February program will feature Dave Gates of the Summit County Historical Society.

HUDSON, Ohio – Don’t call them bums. Don’t call them tramps. They’re hobos. And there’s a difference.

Hobos have a storied history, rich culture and unique lifestyle. They also made the Western Reserve an important and frequent stop in their travels.

For its February program, Hudson Heritage Association welcomes Dave Gates of the Summit County Historical Society, who will present “Hobo Society in the Western Reserve.”

The program will be Thursday, February 13 at 7:30 p.m. at Barlow Community Center.

Through photos and artifacts, Gates will go beyond boxcars, harmonicas and bandanas on sticks to trace the long and often overlooked history of the American Hobo, misconceptions about the men and women who chose the lifestyle, and the culture and code of honor that hobos lived by – and still live by today.

Dave Gates of the Summit County Historical Society of Akron, Ohio, is one of the region’s foremost experts on hobos and hobo culture.

“The Western Reserve region was vital to America’s hobos,” says Gates, one of the region’s foremost experts on hobo culture. “Northeast Ohio served as one of the most important railroad intersections in North America. From here, hobos could travel west to the frontier, south to the coal mines of Appalachia, and north to the mines and forests of Canada. In many ways, the Western Reserve was the crossroads. Hobos were very active in this area.”

Gates, a retired naturalist with the Summit County Metro Parks, now works in education outreach for the Summit County Historical Society.

“When we look back on the history of Hudson and nearby towns, we tend to forget the laborers who helped work the fields, dig the ditches, lay the railroad tracks and construct the buildings,” says Chris Bach, Hudson Heritage Association President. “Many of these honorable workers were temporary and transient.

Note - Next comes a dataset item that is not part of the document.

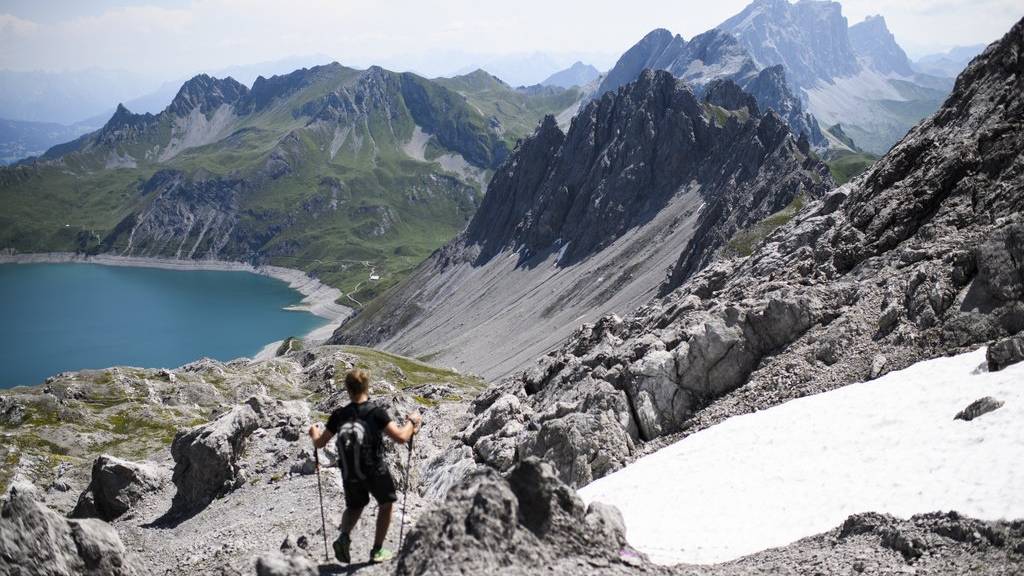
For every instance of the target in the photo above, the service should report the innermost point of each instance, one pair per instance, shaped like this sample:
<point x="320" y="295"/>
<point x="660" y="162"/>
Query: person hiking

Many were hobos.

“We are thrilled to have Dave Gates share his vast knowledge of hobo culture with our members and guests. This is going to be a fascinating program.”

Gates’ presentation on hobos in the Western Reserve will highlight Hudson Heritage Association’s February program on Thursday, February 13 at 7:30 p.m. at Barlow Community Center. The event is free and open to the public. Refreshments will be served.

Two hobos walk along the tracks after being put off a train, circa 1920.